Arianna Spinosa, funzionaria architetto del Parco e direttore dei lavori a Civita Giuliana, entra nello specifico del cantiere e della sua importanza: «Si tratta di lavori complessi perché si scava all’interno di proprietà private per arrivare a una profondità di 6 metri; dunque, è impegnativo dal punto di vista della logistica. Vista l’entità di quello che abbiamo messo in luce, probabilmente siamo solo a un 30 per cento della superficie della villa. Si tratta di strutture monumentali con una stalla, dotata di un lato lungo oltre 20 metri, non ancora scoperta del tutto, un portico con colonne in laterizio e murature che hanno una dimensione di oltre 60 cm, cosa che a Pompei non troviamo. La città antica è a 400 metri e gli ambienti scoperti hanno messo in evidenza l’importanza della villa per la presenza degli schiavi e di un orto, insomma di una parte produttiva. In linea d’aria ci troviamo in corrispondenza con la Torre di Mercurio, una delle strade di accesso alla città antica che porta poi al Foro: siamo quindi sulla direttrice principale su cui si impianta tutta la città di Pompei.

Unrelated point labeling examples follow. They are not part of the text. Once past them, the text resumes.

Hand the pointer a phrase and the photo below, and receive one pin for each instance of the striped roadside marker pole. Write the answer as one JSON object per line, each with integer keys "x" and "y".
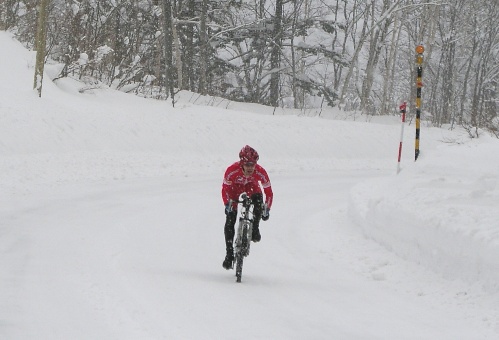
{"x": 402, "y": 112}
{"x": 419, "y": 85}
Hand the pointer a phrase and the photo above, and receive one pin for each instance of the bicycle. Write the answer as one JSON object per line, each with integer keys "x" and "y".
{"x": 242, "y": 242}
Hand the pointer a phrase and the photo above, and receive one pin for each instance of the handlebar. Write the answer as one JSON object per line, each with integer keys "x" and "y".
{"x": 245, "y": 200}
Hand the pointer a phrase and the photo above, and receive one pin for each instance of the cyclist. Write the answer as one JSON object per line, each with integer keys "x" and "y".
{"x": 245, "y": 176}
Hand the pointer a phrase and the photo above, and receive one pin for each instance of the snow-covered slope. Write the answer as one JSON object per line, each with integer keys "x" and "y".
{"x": 111, "y": 222}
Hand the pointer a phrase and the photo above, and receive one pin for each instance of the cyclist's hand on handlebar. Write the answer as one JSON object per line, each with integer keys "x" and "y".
{"x": 266, "y": 213}
{"x": 228, "y": 208}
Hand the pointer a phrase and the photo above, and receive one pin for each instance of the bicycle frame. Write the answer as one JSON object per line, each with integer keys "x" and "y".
{"x": 243, "y": 235}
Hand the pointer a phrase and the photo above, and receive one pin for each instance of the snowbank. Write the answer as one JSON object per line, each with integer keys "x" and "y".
{"x": 442, "y": 211}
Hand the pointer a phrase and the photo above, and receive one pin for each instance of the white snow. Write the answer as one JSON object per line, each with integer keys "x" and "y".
{"x": 111, "y": 220}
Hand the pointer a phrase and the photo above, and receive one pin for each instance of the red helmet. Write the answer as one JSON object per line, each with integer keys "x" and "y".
{"x": 248, "y": 155}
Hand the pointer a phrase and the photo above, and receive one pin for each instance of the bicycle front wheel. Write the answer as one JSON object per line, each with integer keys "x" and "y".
{"x": 241, "y": 253}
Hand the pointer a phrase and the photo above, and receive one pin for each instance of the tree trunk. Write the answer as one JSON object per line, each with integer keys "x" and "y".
{"x": 275, "y": 57}
{"x": 40, "y": 45}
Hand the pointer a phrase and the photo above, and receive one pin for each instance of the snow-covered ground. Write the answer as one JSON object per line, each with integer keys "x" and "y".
{"x": 111, "y": 221}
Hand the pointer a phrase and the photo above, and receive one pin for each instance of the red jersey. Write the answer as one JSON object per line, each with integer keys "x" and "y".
{"x": 235, "y": 183}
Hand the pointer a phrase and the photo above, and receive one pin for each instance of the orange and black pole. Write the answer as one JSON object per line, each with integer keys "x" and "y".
{"x": 419, "y": 85}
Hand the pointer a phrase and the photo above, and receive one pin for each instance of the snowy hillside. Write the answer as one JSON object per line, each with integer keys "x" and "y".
{"x": 111, "y": 221}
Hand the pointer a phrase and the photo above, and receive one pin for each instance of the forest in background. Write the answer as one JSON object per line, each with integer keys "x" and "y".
{"x": 356, "y": 55}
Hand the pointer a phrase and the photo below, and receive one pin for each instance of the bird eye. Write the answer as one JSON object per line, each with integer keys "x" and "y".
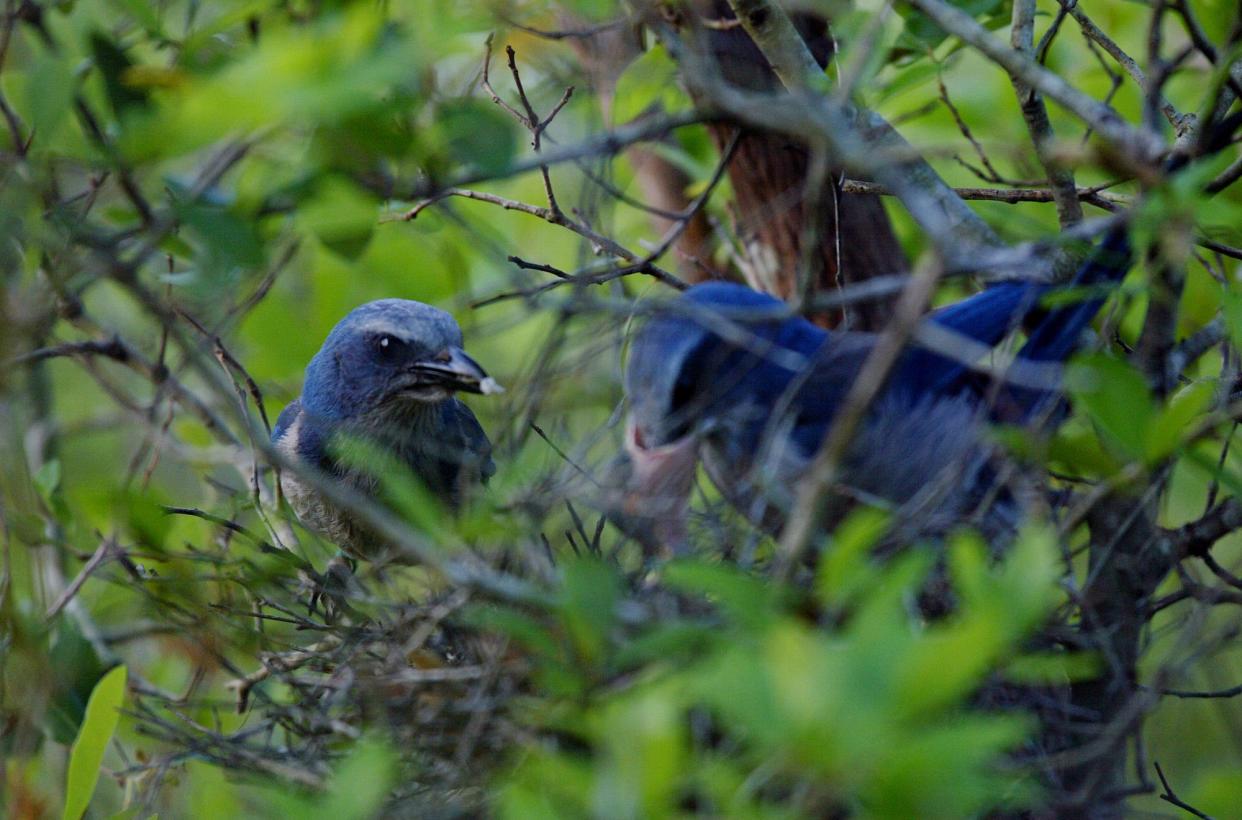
{"x": 388, "y": 346}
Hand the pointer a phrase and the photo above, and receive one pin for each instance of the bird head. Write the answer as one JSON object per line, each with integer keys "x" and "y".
{"x": 694, "y": 368}
{"x": 386, "y": 357}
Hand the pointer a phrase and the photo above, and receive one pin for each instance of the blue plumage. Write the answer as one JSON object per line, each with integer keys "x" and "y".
{"x": 724, "y": 369}
{"x": 386, "y": 374}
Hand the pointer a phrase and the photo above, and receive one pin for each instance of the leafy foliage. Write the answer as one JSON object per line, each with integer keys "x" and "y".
{"x": 191, "y": 193}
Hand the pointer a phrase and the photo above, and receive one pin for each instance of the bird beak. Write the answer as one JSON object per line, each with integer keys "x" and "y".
{"x": 655, "y": 493}
{"x": 455, "y": 370}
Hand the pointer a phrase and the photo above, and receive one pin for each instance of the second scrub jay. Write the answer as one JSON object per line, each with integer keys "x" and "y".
{"x": 725, "y": 373}
{"x": 385, "y": 374}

Gli scavi erano già stati condotti agli inizi del ’900, quindi se ne conosceva l’esistenza e sono state intercettate connessioni di reperti soprattutto sul mercato nero che probabilmente provenivano da qui. Tuttavia, gli interventi dei tombaroli ci hanno guidato e lo scavo si svolge proprio sulle loro tracce: abbiamo una mappatura dei cunicoli e quando ne vengono in evidenza altri, ampliamo le aree di scavo».